By Courtney Sherwood
PORTLAND Ore. (Reuters) - Dozens of new wildfires could break out across U.S. west coast states on Monday and into Tuesday, officials warned, just as crews begin to get a handle on conflagrations that have burned more than 500,000 acres in California, Washington and Oregon.
Several dozen major fires still threaten more than 1,000 homes in the three states, and heavy smoke poses a threat to people with breathing difficulties in several communities, fire officials said.
The National Weather Service said on Monday that dry thunderstorms, which bring lightning but little rain, are likely to spark new fires across a tinder-dry region that has been suffering severe drought.
That prompted weather officials to place all of Oregon, two thirds of Washington and much of northern California under a red flag warning on Monday, meteorologist Shawn Weagle said, meaning conditions are ripe for wildfire ignition and rapid propagation.

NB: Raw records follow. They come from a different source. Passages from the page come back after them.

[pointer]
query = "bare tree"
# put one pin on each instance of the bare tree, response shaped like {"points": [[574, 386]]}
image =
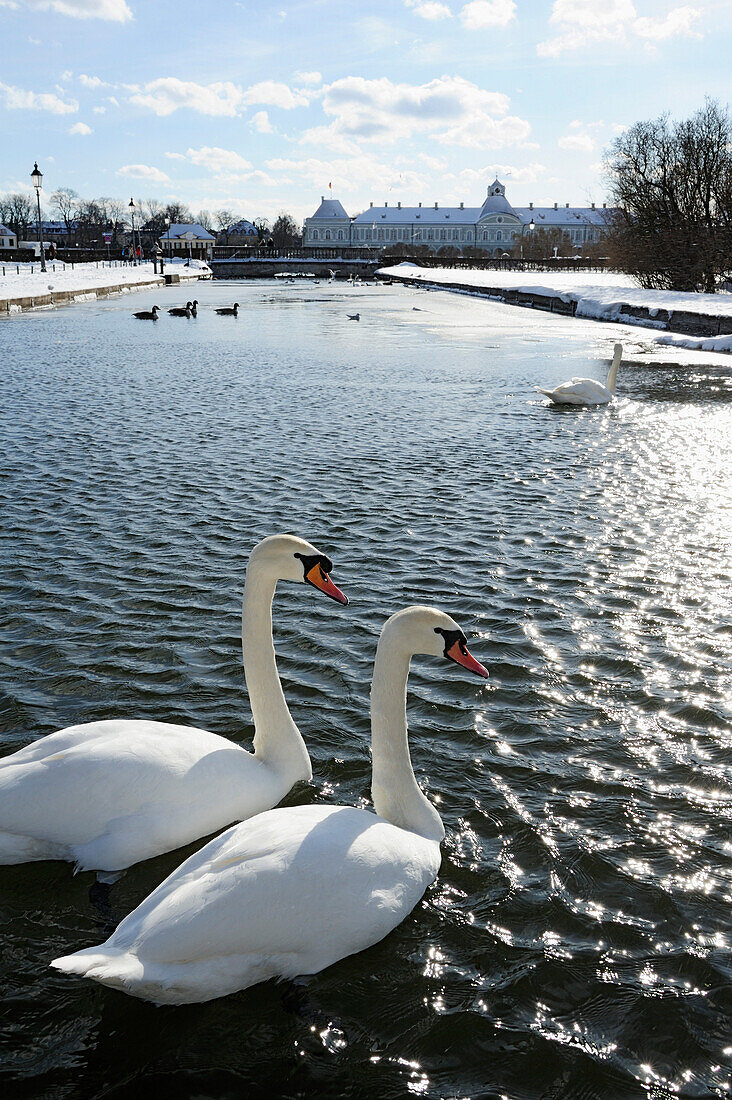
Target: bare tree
{"points": [[18, 212], [672, 183], [65, 202], [285, 232]]}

In California, two fires in the Klamath National Forest are threatening 794 homes and about 90 commercial buildings, the National Wildfire Coordinating Group said on Monday. The so-called Lodge Lightning complex of blazes is threatening another 60 structures in Mendocino County, it said.
Evacuations have been lifted in Shasta County, where the Eiler Fire destroyed seven residences, two businesses and 14 other buildings, officials said.

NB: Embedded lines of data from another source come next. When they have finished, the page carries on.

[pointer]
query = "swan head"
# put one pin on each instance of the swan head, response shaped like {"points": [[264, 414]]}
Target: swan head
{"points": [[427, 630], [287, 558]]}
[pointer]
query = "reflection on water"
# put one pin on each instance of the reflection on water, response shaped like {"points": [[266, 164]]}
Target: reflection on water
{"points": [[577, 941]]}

Crews are gaining the upper hand against the most threatening fires across the state, said Dennis Mathisen, spokesman for the California Department of Forestry.
"We are holding personnel beyond their normal shifts to make sure we are in position to attack if there are more fires from lightning," Mathisen said.
In eastern and central Washington, about 10 wildfires are threatening as many as 1,000 homes, according to the Washington State Department of Natural Resources.
Firefighters fear winds forecast on Monday could fan blazes, including the Devil's Elbow Complex, a series of four wildfires on the Colville Indian Reservation in northeastern Washington that has charred over 17,000 acres during the past week.
"Fuels have been extremely dry and they are going to be even drier today," a spokesman for the fire crews said.
At Oregon's 5 Mile Fire, the risk of damage to a major power transmission line had passed on Monday morning. But firefighters had to halt air operations temporarily because of thick smoke, and they warned people with breathing problems to stay indoors.